The death of wartime General Vo Nguyen Giap has triggered public mourning in Vietnam as 150,000 people lined up to pay respects to the so-called “Red Napoleon.”
The sendoff for Giap, organised by the ruling Communist Party emphasised his leadership in wars first against France and then United States.
On Saturday, Giap's body was laid in state in Hanoi. The country's top leaders, along with veterans, diplomats and ordinary people paid their final respects ahead of Giap's funeral Sunday in his home province. The country's flag was flown at half-staff, and unrelated public events were cancelled.
"I'm not sure we will have a third leader like Giap and Uncle Ho, " said Tran Thi Thien, who rose at 3.00 am to pay tribute outside the Giap family home in Hanoi. "I hope the current leadership would look at how people love and respect Giap to improve themselves and better lead the country."
The mourning period has gone smoothly in a country where very little happens in public without the blessing of the ruling party. State media coverage projects a united nation, bolstering a government whose legitimacy still rests in part on its history of expelling foreign invaders.
But the extent of the public mourning was unscripted, as hundreds of thousands lined up over four days outside Giap's house to pay their respects in an outpouring of grief.
Giap is best remembered for leading Vietnamese forces to victory over the French at Dien Bien Phu in 1954.
His Chinese advisers told him to strike elite French forces fast and hard, but Giap changed plans at the last minute and ordered his jungle troops to besiege the French army. The French were defeated after 56 days, and the unlikely victory led not only to Vietnam's independence, but hastened the collapse of colonialism across Indochina and beyond.
"He was an outstanding general, but he was a very simple man and very down to earth," said Nguyen Chan, a 78-year-old who fought in Dien Bien Phu in 1954 and on Saturday was gathering in a park watching the coverage of the mourning on a big screen. "For us, he was a commander in chief, a teacher and also a father."

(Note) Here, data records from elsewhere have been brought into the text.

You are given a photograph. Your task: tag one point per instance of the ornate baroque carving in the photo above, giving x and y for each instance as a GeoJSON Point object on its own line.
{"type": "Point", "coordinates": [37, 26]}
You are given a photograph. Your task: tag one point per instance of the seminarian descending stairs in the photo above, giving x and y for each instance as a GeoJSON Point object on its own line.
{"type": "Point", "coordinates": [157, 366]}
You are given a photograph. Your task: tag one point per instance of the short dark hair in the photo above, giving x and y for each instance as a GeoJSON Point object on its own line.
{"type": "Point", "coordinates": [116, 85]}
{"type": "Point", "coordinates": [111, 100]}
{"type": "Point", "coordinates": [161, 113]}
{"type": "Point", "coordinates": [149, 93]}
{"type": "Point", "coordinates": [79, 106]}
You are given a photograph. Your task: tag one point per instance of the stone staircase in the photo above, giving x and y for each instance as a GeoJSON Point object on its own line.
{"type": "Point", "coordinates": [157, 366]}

Giap remained commander in chief of the People's Army of Vietnam during the war against the United States, overseeing the expansion of a small crew of soldiers into a significantly larger and more sophisticated army. Giap was credited for his leadership role during the Tet Offensive in 1968, where Viet Cong and North Vietnamese Army challenged South Vietnam and US troops in a sporadic wave of attacks. Although many of Giap’s army were severely weakened and eventually driven back, the ambush served to change public attitudes to the Vietnam war in America.
After the wars, Giap maintained his position as Minster of National Defence under the new Socialist Republic of Vietnam, before being made Deputy Prime Minister in 1976.
He retired from the Government six years later, having been side-lined and removed from his post in the Politburo in 1982.
"Giap was a critical figure in contemporary Vietnam history, however one part of his life will always be associated with his question of authority," said Jonathan London, a Vietnam expert at the City University of Hong Kong. "His legacy will be used as badge of legitimacy for the Socialist Republic of Vietnam, but this is occurring at a time when Vietnamese are questioning the direction of their country."